TRANSLATION OF ASSEMBLER LANGUAGE CODE USING INTERMEDIARY TECHNICAL RULES LANGUAGE (TRL)
The present invention is a TRL Engine based validation methodology which also allows validation at any level of granularity required from the application/run level all the way down to the individual line of code, which is utilized for unit testing as well as system testing.
This patent application incorporates by reference herein in its entirety U.S. Provisional Application No. 62/445,188, filed Jan. 11 2017.
STATEMENT REGARDING FEDERALLY SPONSORED RESEARCH OR DEVELOPMENTThe invention described herein was made by an employee of the United States Government and may be manufactured and used by the Government of the United States of America for governmental purposes without the payment of any royalties thereon or therefore.
FIELD OF INVENTIONThis invention relates to the field of programming languages and more specifically to a method for translating assembler code languages.
BACKGROUND OF THE INVENTIONCo-pending U.S. patent application No. 62/445,188 teaches a method for translation of assembler language code to a validated object-oriented programming language. TRL is a very simple high-level structured language with a minimum set of features sufficient to describe Individual Master File (IMF) Assembler Language Code (ALC) in Java. For users with only an ALC background, learning TRL is easier than learning Java. Likewise, users with Java background will find learning TRL to be easier than learning ALC.
TRL serves as a technology platform to support discover-and-translate activities during ALC to Java translation processes. TRL minimizes language features that are needed for the translation in order to reduce the complexity of the intermediary language.

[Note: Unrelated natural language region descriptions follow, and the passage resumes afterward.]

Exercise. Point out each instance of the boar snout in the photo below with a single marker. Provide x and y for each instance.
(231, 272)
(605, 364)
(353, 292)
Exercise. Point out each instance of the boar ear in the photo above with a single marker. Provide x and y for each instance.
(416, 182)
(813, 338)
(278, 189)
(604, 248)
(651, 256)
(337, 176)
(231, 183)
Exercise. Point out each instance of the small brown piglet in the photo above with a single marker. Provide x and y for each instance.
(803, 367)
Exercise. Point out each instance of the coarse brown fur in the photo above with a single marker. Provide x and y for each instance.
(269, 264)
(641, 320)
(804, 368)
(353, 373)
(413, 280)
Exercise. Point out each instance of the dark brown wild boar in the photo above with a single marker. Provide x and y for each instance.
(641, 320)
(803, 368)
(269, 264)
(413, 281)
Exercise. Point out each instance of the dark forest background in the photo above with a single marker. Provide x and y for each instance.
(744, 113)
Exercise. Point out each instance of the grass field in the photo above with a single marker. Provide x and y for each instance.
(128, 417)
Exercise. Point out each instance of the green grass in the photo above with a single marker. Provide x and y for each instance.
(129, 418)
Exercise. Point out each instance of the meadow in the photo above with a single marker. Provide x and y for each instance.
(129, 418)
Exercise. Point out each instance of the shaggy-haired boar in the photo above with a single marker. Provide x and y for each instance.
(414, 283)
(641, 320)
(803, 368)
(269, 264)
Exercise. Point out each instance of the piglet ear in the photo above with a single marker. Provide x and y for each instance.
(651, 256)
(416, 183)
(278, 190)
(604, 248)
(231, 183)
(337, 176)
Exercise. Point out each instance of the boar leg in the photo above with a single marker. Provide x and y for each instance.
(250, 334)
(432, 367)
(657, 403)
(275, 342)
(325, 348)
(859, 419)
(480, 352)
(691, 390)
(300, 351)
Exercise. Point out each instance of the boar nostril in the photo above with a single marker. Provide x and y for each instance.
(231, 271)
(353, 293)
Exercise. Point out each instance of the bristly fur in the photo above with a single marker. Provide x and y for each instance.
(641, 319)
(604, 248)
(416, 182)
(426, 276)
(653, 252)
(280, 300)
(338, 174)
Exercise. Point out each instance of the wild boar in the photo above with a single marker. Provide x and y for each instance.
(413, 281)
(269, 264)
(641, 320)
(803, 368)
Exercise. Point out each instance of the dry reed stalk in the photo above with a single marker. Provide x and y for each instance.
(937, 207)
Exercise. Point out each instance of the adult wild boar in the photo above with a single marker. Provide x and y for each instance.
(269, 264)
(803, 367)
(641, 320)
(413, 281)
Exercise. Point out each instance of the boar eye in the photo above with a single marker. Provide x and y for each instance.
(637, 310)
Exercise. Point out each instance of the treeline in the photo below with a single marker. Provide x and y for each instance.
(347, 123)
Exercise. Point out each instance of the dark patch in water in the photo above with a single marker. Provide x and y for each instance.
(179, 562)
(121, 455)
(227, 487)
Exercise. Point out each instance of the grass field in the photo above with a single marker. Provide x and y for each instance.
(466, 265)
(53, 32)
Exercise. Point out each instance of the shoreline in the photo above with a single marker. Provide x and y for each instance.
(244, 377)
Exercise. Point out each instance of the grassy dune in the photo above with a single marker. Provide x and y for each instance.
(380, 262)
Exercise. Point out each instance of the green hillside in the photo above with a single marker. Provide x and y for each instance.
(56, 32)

There are several problems known in the art with respect to translation of ALC and other assembler code to object oriented programming languages such as Java. ALC syntax does not contain modern coding conventions such as if-then-else statements and for/while-loop statements often found in modern programming languages; which makes ALC difficult to understand and maintain by non-ALC experts.
ALC is a stackless language with flow control implemented through the use of branch and GOTO statements forming what is often refer to as “spaghetti code.” ALC allows for self-modifying code which is not used in modern programming languages of Java. TRL allows for the conversion ALC constructs into a high-level structured language, such as Java.
It is a problem known in the art that Assembler Language (ALC) programs may contain many anomalies that must be fixed before it can be accurately translated to a Technical Rules Language (TRL) in an automated fashion. Among these anomalies are unsupported ALC operands notations, unconventional use of self-modifying code (SMC), intentional or unintentional branches to non-executable data (e.g., branch to an address containing 0x00), and unconventional practice of function calls.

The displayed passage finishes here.